A second possible reason why we did not find a significant difference in joint reposition sense between groups in the unbraced condition may be that we measured active joint-reposition sense as opposed to passive joint-reposition sense, which was measured in previous shoulder proprioception studies.3,4,7 Although lower absolute error scores for shoulder active (active reproduction of active positioning) versus passive (passive reproduction of passive positioning) testing have been reported,26 this pattern is not consistent for the lower extremity.15,18 For example, Gross15 found that in both subjects with healthy ankles and those with recurrent lateral sprains, passive joint-reposition sense is significantly better (less error) than active joint-reposition sense, and Kaminski and Perrin18 found similar results in the healthy knee. Thus, it is possible that errors associated with active joint positioning were too great to allow detection of significant differences.

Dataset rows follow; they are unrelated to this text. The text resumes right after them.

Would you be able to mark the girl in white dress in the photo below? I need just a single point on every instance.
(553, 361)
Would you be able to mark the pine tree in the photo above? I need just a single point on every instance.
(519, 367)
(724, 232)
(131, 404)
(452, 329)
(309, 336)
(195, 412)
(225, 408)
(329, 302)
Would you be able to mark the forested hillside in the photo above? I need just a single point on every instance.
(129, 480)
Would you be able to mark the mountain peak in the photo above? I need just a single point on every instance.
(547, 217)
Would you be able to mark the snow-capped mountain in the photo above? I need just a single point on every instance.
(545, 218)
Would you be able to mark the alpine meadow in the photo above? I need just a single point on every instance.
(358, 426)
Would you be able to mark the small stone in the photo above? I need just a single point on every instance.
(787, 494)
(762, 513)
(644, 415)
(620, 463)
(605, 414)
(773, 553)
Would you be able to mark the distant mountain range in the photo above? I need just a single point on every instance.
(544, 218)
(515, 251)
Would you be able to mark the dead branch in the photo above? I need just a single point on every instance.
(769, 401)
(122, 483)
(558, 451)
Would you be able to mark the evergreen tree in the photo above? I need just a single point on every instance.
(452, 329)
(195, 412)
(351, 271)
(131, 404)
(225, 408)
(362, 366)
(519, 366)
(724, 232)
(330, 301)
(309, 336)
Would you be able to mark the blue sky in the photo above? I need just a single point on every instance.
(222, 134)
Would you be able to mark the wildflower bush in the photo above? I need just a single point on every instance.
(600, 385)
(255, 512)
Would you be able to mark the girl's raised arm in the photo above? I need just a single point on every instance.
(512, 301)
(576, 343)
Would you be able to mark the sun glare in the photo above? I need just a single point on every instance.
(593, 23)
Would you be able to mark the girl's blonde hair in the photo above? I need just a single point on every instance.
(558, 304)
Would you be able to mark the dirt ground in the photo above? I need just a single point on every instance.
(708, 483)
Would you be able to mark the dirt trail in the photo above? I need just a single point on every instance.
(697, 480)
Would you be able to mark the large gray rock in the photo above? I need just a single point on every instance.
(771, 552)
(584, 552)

The degree to which proprioceptive receptors in the skin, muscles, and joint capsule each contribute to joint position sense and detection of motion remains controversial.23 In recent studies, no difference in passive position sense was detected after lidocaine injection of the glenohumeral and elbow joints.23,24 Zuckerman et al24 suggested that, after lidocaine injection is performed, extracapsular receptors provide the necessary feedback to ensure intact proprioceptive abilities.24 However, in addition to intraarticular receptors, processing and interpretation of input from muscle afferent and efferent structures may result in increased error during active movements.15,18 These errors may have led to the greater mean error scores in the unbraced condition observed in our study compared with the one conducted by Lephart et al.7
We conclude from our study that the brace improved active joint-reposition sense at 10° from full external rotation for subjects with unstable shoulders. This particular shoulder brace may help to minimize shoulder instability by enhancing proprioception. The facilitation of deficient neuromuscular input at the extreme ranges of shoulder external rotation may help to prevent or decrease recurrent dislocations or subluxations. By providing an increased sense of security, subjects with unstable shoulders may feel more stable wearing the brace.
Further research should be conducted on the effect of shoulder bracing on kinesthesia, as measured by threshold to detection of passive motion. Other commercial shoulder braces should also be studied to determine whether the results of our study can be generalized to all shoulder braces.
We thank The Saunders Group Inc for their donation of the Sully Shoulder Stabilizers. This study was completed as a part of a master's thesis at the University of Virginia.